神の頭部(ハイラル)神の身体(アースラル)だったか」


「そうだ。だが、実はもう一つの世界がある、という噂を儂は聞いたことがあったのを今思い出した。その世界は歴史に記されてはおらず、ちゃんとした名前も存在も不明だったが、俗に言う下界というものに分類される世界だということじゃ」


「下界か。なんだか物騒ではあるな」


「噂でしか無いってことは実際にその世界を見つけられはしてないってことだよね?」


 チキの問いラムじいはこくりと頷く。


「じゃが考えて見れば、頭と身体があるなら脚もあるというのは不思議ではない、寧ろ筋が通っているとさえ考えられるだろう。思い返せば不思議な出来事は多々あった」


 宙を見上げて何やら思惑しているラムじい。しかし大事なのはそこでは無く、


「その下界とやらに灰色のティアと黒の三英傑が関係していると?」


「その可能性が高いと考える。下界の話が本当かは分からんが、お主等の見た物は現実にあるわけだしの」


 なるほど、ラムじいの過去の話なんて正直なところ殆ど想い出話で意味は無いと思っていたがここで繋がってくるのか。ラムじいが蘇ったことも単なる偶然ではなく、それはそれは重大な使命を負ってのリビングデットだったってわけになるな。

 ラムじい自身もまさか時間と時空を越えて、過去の解明をすることになるなんて思ってもみなかっただろう。解明と言って良いものかは僕には判断が付かないし、もしかしたら精算の方が似合っているかもしれないが。


 どのみち僕等もこれから直面する問題であることに違いはない。切っても切れない運命の糸に僕等が繋がれているのであれば、互いに協力する必要があるってことになる。

 となれば、不本意ではあるが・・・・・・。


「ん? なんじゃこの手は?」


 僕の差し出した手と顔を交互に見るラムじい。


「何って、握手だよ、あ、く、しゅ。正直ラムじいのことはまだ信用仕切ってないというかどこまでが本当で嘘かさえ分からない素性の知らない死人だが、敵意も悪意も、いや悪意はちょくちょくあるか。まぁでもソラを必死で助けようとしてくれたり、協力してくれる味方らしいから、改めて友好の証として手を取り合おうってことだよ」


 我ながらなんてくどい遠回りな言い方をしたんだろうと、笑ってしまいそうだったが、これが僕なりの精一杯の誠意だ。人との距離の詰め方、会話、空気、全てにおいてまだまだ未熟な僕が、初めて自ら差し出したであろう右手。汗腺がバグったかのように汗まみれでぬるっとするその手を、ラムじいは離さないようにと力をこめてぎっしりと握った。

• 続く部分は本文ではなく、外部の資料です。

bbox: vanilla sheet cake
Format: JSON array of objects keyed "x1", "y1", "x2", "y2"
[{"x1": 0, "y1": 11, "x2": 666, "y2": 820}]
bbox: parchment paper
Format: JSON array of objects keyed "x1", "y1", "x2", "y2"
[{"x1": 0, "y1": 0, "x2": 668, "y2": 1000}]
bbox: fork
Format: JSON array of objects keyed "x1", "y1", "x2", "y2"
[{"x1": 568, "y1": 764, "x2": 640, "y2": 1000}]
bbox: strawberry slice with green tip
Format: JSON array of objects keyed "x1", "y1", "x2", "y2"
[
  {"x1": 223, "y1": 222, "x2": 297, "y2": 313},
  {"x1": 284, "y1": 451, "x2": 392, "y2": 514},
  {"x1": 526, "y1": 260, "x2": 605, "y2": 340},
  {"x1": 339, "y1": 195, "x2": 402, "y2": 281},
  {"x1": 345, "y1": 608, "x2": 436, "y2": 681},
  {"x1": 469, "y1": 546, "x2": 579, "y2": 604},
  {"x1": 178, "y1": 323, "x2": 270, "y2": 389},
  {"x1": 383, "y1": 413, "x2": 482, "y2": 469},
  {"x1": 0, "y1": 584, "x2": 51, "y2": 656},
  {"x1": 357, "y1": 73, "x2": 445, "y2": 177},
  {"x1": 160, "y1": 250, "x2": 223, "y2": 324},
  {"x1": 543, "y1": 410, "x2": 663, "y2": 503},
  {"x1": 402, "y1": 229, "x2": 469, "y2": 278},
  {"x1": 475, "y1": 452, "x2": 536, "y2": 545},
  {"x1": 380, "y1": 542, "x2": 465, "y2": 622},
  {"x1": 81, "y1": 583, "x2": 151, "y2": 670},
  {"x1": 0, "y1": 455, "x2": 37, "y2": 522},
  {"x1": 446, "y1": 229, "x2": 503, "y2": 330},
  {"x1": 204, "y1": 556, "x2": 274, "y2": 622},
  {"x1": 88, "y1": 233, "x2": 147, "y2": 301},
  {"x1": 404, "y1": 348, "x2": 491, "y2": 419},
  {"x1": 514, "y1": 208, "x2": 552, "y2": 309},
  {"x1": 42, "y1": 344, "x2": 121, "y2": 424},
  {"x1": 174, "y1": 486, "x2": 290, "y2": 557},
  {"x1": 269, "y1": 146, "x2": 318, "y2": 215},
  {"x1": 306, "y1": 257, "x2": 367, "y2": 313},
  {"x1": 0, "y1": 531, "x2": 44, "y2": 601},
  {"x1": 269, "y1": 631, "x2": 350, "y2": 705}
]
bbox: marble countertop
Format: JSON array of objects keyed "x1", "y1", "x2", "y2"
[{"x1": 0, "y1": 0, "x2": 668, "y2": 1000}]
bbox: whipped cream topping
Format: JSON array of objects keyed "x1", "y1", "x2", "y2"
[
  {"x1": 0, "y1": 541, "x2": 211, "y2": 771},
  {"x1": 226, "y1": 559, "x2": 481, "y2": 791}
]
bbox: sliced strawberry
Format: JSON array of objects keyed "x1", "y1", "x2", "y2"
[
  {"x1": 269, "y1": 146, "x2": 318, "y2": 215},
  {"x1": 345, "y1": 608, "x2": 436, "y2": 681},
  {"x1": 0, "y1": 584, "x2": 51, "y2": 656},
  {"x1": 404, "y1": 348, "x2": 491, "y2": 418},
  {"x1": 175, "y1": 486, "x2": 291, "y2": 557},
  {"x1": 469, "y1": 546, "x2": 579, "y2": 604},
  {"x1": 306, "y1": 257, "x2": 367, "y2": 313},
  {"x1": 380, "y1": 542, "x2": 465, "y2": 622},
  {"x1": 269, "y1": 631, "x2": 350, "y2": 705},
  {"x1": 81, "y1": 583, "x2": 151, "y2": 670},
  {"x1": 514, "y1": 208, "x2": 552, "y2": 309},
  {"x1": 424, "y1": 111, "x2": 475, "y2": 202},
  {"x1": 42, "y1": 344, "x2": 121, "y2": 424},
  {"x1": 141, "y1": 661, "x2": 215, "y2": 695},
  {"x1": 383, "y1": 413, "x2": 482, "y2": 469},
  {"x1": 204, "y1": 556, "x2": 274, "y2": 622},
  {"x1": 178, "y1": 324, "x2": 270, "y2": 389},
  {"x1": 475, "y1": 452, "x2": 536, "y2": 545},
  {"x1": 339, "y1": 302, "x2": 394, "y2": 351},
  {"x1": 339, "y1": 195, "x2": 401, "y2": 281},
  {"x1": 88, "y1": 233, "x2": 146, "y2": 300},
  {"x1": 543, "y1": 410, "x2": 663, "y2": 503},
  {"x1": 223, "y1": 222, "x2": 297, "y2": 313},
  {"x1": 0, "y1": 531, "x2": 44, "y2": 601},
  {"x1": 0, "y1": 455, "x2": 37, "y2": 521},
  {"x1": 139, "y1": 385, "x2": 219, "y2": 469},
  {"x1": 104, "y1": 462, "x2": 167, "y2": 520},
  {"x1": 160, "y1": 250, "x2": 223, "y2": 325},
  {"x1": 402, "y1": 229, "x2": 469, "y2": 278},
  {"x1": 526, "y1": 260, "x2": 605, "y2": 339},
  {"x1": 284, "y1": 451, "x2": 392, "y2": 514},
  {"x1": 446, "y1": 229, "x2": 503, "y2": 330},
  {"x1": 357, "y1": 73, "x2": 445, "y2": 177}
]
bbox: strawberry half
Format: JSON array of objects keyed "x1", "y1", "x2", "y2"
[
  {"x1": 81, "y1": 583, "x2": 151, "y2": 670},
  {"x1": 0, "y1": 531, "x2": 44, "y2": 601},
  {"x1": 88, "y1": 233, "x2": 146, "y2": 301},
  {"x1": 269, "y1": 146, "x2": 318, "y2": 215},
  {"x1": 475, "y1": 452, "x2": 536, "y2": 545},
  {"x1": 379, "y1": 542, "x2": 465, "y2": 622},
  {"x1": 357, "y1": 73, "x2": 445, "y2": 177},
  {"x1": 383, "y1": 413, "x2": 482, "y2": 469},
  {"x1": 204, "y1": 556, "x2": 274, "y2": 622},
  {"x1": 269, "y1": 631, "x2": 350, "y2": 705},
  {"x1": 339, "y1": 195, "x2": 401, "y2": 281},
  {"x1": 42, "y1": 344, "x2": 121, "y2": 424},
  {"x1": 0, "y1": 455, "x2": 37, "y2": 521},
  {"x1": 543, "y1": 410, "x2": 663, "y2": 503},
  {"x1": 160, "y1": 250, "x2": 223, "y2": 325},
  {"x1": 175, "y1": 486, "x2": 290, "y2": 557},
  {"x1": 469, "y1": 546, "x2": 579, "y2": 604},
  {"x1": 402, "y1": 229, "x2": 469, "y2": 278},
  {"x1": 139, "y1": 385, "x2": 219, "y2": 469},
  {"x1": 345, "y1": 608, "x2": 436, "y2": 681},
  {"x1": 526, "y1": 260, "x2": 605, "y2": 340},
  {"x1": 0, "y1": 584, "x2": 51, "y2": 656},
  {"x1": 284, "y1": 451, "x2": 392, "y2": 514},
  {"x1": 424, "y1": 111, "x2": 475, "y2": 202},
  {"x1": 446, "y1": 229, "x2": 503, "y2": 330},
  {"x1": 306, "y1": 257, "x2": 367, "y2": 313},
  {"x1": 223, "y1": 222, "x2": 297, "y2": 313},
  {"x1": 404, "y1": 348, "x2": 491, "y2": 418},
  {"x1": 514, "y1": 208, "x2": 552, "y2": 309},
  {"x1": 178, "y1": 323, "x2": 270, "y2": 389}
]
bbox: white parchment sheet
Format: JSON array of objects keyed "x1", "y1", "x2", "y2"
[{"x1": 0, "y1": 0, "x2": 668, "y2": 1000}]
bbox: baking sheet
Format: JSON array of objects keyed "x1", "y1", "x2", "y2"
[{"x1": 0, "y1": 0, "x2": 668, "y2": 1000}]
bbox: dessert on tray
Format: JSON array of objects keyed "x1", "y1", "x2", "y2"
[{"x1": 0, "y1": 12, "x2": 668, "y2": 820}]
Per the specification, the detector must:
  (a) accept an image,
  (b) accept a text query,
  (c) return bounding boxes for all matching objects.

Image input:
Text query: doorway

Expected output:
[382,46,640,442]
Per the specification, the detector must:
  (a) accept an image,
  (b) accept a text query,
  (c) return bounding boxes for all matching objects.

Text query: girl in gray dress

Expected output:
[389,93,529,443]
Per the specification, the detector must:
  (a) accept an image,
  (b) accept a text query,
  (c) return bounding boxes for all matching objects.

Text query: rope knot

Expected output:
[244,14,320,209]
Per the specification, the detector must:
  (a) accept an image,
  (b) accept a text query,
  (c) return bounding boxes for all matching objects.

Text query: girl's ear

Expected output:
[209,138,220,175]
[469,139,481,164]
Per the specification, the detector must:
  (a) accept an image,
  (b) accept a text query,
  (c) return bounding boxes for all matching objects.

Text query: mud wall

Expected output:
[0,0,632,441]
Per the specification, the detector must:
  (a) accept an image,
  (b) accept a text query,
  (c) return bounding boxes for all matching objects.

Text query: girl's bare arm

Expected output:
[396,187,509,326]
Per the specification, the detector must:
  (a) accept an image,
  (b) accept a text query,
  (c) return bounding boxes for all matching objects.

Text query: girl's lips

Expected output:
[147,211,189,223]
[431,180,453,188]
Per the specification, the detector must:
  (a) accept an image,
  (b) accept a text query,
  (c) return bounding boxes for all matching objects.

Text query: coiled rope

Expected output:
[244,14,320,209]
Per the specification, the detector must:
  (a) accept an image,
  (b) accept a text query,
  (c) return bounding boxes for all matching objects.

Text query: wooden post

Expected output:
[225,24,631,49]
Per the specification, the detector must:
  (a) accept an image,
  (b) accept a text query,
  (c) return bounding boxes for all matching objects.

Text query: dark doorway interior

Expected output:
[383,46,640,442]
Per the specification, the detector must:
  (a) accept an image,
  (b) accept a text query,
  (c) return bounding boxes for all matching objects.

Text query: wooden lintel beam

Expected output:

 何故だろうか、手はべたついて気持ち悪いはずなのに心はとても穏やかで気持ちが良かった。初めての感覚に僕が感傷していると今度は小さな手と細い指をした華奢な手が僕等の拳に覆い被さってきた。


「二人だけでずるいぞ」


「ウチ等も入れて貰わなきゃ困るってもんよ」


「みんなには普通のことでも僕にとっては一世一代の大イベントだったんだけど」


「おじいちゃんとの握手が?」


「全く、ウブだな優理は。私でよければ毎日でも手を貸してやるぞ」


「あーーもうわかったからからかうなっ!」


「ほっほっほ、若いっていいのぉ」


 そんな他愛も無い普通の会話をした後、僕等は互いに目線を交わし合い、心を一つにして、


「無知は罪だが、未知は冒険。まだ見ぬ明日を、未来を共に乗り越えて行こう。みんなよろしくな! せーのっ、えいっえいっおー!」


「「「おー!」」」


 それぞれの拳を振り上げた。

 これから待ち受ける試練をみんなで一緒に乗り越えて行こうと、みんなでやれば必ず成し遂げられると、そう願い誓うかのように・・・・・・。

 しかし僕達に待ち受けていた試練は酷く残酷で、この想いを赤子の手を捻るかのように簡単に裏切る。